Nearly all reproducers have an adjustment for the extreme high-frequency response, using a pot labelled “HF” or “Treble”. However, before you touch this, there might also be pots for “Mid” or “Bass”, as well as a pot for “Gain” or “Level.” Here I cannot give you a recipe-book approach, because sometimes the mid-frequency turnover needed for the appropriate “NAB” or “IEC” characteristic may be adjusted directly by just one of these controls, and on other occasions you may have to juggle two separate controls to get the correct turnover.

The manufacturer’s manual (for professional machines) or the Service Manual (for amateur machines) may be studied to find which control does what; but in the absence of this information, you may have to enter a period of serious experimenting with your primary test tape to get the response between 1kHz and 6kHz absolutely correct. This is much more important than any of the other adjustments, since it radically affects the response where the ear is most sensitive, and errors are much more conspicuous (even on poor loudspeakers). All the frequencies from 1kHz to 6kHz should be reproduced correctly, certainly within half a decibel, and ideally within a quarter of a decibel.

When you have got this right, then you may do fine adjustments to get the extreme treble or the extreme bass as accurate as possible. Here the results should ideally be within a couple of decibels for “service copies” and half a decibel for “archive copies.”
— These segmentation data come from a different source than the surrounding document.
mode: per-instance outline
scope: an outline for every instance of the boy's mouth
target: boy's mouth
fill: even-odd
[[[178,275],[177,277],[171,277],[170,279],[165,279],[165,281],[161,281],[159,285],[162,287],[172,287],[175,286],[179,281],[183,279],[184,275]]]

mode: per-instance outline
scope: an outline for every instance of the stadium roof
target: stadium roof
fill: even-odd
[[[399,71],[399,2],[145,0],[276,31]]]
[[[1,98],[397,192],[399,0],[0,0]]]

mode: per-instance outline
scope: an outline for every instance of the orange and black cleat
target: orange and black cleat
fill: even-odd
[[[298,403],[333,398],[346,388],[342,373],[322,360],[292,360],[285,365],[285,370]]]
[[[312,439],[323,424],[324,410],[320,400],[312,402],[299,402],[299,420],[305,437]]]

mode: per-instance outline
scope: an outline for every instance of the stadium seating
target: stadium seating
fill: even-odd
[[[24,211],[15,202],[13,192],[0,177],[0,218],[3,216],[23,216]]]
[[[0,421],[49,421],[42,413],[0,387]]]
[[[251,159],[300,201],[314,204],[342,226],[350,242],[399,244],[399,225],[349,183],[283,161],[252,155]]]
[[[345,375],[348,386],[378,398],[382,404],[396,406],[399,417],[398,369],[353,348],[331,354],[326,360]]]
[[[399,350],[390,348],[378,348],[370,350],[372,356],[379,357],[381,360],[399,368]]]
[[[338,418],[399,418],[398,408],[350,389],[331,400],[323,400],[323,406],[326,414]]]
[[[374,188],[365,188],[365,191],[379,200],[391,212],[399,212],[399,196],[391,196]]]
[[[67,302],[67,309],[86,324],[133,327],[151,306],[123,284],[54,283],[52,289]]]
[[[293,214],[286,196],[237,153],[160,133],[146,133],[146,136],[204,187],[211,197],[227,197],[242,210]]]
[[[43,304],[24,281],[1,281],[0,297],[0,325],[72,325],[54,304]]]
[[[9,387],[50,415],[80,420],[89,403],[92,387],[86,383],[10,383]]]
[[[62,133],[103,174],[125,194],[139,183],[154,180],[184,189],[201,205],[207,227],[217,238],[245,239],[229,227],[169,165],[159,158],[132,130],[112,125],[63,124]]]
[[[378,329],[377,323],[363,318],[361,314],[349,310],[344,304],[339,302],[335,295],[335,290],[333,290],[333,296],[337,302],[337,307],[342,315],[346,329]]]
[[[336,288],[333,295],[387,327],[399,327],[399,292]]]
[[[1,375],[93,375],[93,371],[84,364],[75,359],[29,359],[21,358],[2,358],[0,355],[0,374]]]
Having done that, your next step will be to copy the digital tones from your digital medium onto virgin or “sacrificial” tape, which will become your secondary or tertiary frequency-test tapes. I advise you briefly to read section 7.3 to learn the qualitative principles behind A.C. Bias, and then I will leave it to you to adjust the recording amplifier controls to get the reproduction to mimic what your primary test tape did. (The exact levels of hiss and harmonic distortion aren’t significant in this context; it is “simply” a matter of getting the frequency-response as “straight” as possible)

Since you are taking time in your battle to get acceptable performance, you might as well make several frequency test tapes while you are at it. At the British Library, we make ours in batches of ten. We keep at least one copy in each of our operational areas, and also make them available to our off-site contractors.

Conclusion

I conclude by reminding you about the reason for all this tinkering. If you propose to digitise analogue audio tapes, Chapter 6 tells you of some of the compromises made by the original recording engineers to minimise problems. At present, we do not have digital processes to correct these problems; yet it is absolutely essential that future archivists know exactly what we have done when reproducing the original tape.

I accept it would be very unfriendly to listeners, to force them to listen to a number of line-up-tones before the subject matter of their choice; but as long as you can correctly say that you have played the tapes to a certain characteristic, using a machine with less than 0.05% speed errors, then you can simply add a few characters to the document (and its catalogue-entry), so future engineers know precisely what you did when you made the digitised substitute.